Your old router may be quietly working for criminals while you’re just trying to stream a movie.
Quick Take
- The FBI is urging Americans to replace older home routers, especially end-of-life models that no longer receive security updates.
- Attackers target outdated routers because they can turn them into “proxy” machines that help hide online fraud and other crimes.
- TheMoon malware has been linked to vulnerable routers, allowing criminals to route traffic through your home connection without your permission.
- Basic fixes still matter: update firmware when possible, use long unique passwords, disable remote administration, and reboot.
The Router Problem Nobody Sees Until It’s Too Late
The FBI’s warning cuts straight to a modern blind spot: many households protect phones and laptops but treat the router like a toaster.

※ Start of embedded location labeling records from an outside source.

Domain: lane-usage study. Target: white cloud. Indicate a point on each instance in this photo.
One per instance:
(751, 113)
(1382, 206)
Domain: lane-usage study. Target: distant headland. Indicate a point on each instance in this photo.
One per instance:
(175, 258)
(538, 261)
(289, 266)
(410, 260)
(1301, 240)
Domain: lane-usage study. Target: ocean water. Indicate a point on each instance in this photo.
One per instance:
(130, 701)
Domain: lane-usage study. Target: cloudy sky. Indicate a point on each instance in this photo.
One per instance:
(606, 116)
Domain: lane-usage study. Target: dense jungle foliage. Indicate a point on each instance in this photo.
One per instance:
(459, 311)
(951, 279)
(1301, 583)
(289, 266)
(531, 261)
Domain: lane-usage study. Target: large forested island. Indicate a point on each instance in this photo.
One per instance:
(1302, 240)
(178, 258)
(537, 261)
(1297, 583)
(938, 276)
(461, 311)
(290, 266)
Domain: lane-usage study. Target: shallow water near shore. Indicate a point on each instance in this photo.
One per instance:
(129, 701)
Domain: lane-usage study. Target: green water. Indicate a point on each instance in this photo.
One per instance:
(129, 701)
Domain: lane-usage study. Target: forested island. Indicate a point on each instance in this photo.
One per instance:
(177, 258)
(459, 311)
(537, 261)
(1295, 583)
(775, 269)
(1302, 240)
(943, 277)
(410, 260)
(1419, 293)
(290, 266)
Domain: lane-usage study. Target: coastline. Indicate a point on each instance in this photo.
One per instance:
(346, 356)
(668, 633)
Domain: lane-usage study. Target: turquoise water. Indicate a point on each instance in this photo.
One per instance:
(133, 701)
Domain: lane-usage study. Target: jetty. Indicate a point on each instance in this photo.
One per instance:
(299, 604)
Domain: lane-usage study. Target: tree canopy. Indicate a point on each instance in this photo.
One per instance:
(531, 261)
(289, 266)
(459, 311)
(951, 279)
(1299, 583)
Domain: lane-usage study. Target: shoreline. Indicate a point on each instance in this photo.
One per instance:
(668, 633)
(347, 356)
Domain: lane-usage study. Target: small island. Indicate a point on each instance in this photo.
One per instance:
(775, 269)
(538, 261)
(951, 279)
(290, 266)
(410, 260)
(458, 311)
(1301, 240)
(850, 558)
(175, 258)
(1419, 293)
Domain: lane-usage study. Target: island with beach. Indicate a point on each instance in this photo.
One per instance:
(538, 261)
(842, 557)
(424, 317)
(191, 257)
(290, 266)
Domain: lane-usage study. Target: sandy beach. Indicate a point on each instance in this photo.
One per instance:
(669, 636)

That little box is the front door to your entire home network.
When it’s old enough that the manufacturer has stopped supporting it, security holes stay open forever. Criminals don’t need Hollywood-style hacking; they just need one unpatched weakness and an always-on device.
Pre-2010-era routers sit in a dangerous category because their software can’t keep up with today’s attacks. Some widely used Linksys models were singled out as being targeted, and the message wasn’t “update when you get time.” It was “replace it.”
That’s a rare level of urgency, and it reflects a reality cyber professionals know well: end-of-life hardware becomes a permanent liability, not a temporary inconvenience.
Why Hackers Love Routers More Than Your Laptop
Hackers prize routers because they’re reliable, overlooked, and centrally positioned. Your laptop comes and goes; your router stays online 24/7. Once compromised, it can watch traffic patterns, redirect you, or quietly serve as infrastructure for larger schemes.
The FBI’s alert highlights a particularly nasty use: turning routers into proxies. That means criminals can route their activity through your connection, muddying attribution and making you the unwitting middleman.
FBI offers urgent guidance on securing home routers after disrupting Russian intelligence hacking network https://t.co/1UuQ6CciVA
— FOX Business (@FoxBusiness) April 15, 2026
TheMoon malware illustrates how this happens in the real world. Instead of smashing your screen or locking your files, the malware can use a vulnerable router to set up a hidden network that enables anonymous fraud.
From the criminal’s perspective, it’s efficient: hijack thousands of outdated routers and you get scale. From your perspective, it’s infuriating, because you might never notice anything beyond occasional slowdowns.
The Security “Comfort Foods” That Get People Burned
Two settings make older routers especially attractive targets: weak administrative passwords and remote administration left on. Remote admin can be useful for power users, but for most households, it’s like leaving a spare key under the mat—convenient until it isn’t.
The FBI’s guidance leans on common sense: disable remote management unless you absolutely need it, and lock down the admin login with a long, unique password.
Password length matters because routers are often attacked at scale. Criminals don’t guess one password by hand; they throw automated credential attempts at thousands of devices and celebrate whatever sticks.
A 16-character password (or longer) dramatically raises the cost of that kind of attack.
Replace vs. Patch: The Point People Try to Argue Away
Many people hear “update firmware” and assume that’s the whole fix. Firmware updates matter, but the FBI’s main point is harsher: some routers can’t be secured because no one makes patches for them anymore.
That is not a political debate or a brand argument; it’s a product life cycle reality. If the router is end-of-life, every newly discovered weakness becomes a permanent feature.
Replacement doesn’t have to mean turning your living room into a NASA control center. It means buying a currently supported router from a reputable vendor, enabling automatic updates if available, and setting it up with modern defaults.
For readers who hate subscriptions, here’s the satisfying part: a secure router is usually a one-time purchase, and it often improves speed and reliability while reducing your exposure.
The Reboot Advice Isn’t Silly; It’s Tactical
The FBI advice also includes rebooting the router, which some people dismiss as tech-support folklore. Rebooting won’t magically “cure” an outdated router, nor will it patch vulnerabilities.
It can, however, disrupt certain malware behaviors and clear some volatile memory-based footholds. Think of it less like a cure and more like sweeping the porch while you schedule the actual repair. It buys time; it does not buy safety.
That’s why the most practical takeaway is a checklist, not a vibe. Identify your router model, confirm whether it still receives updates, and replace it if it doesn’t.
Then harden what remains: long admin password, remote administration disabled, firmware up to date, and Wi-Fi protected with strong encryption and a non-embarrassing passphrase. If something feels off—mystery logins, odd settings changes—report it through the FBI’s complaint channels.
The bigger story lies behind the warning: the United States keeps treating home networks as personal space, while adversaries treat them as contested terrain.
When the FBI links router compromises to sophisticated foreign threats, the smart response isn’t panic or conspiracy; it’s competence.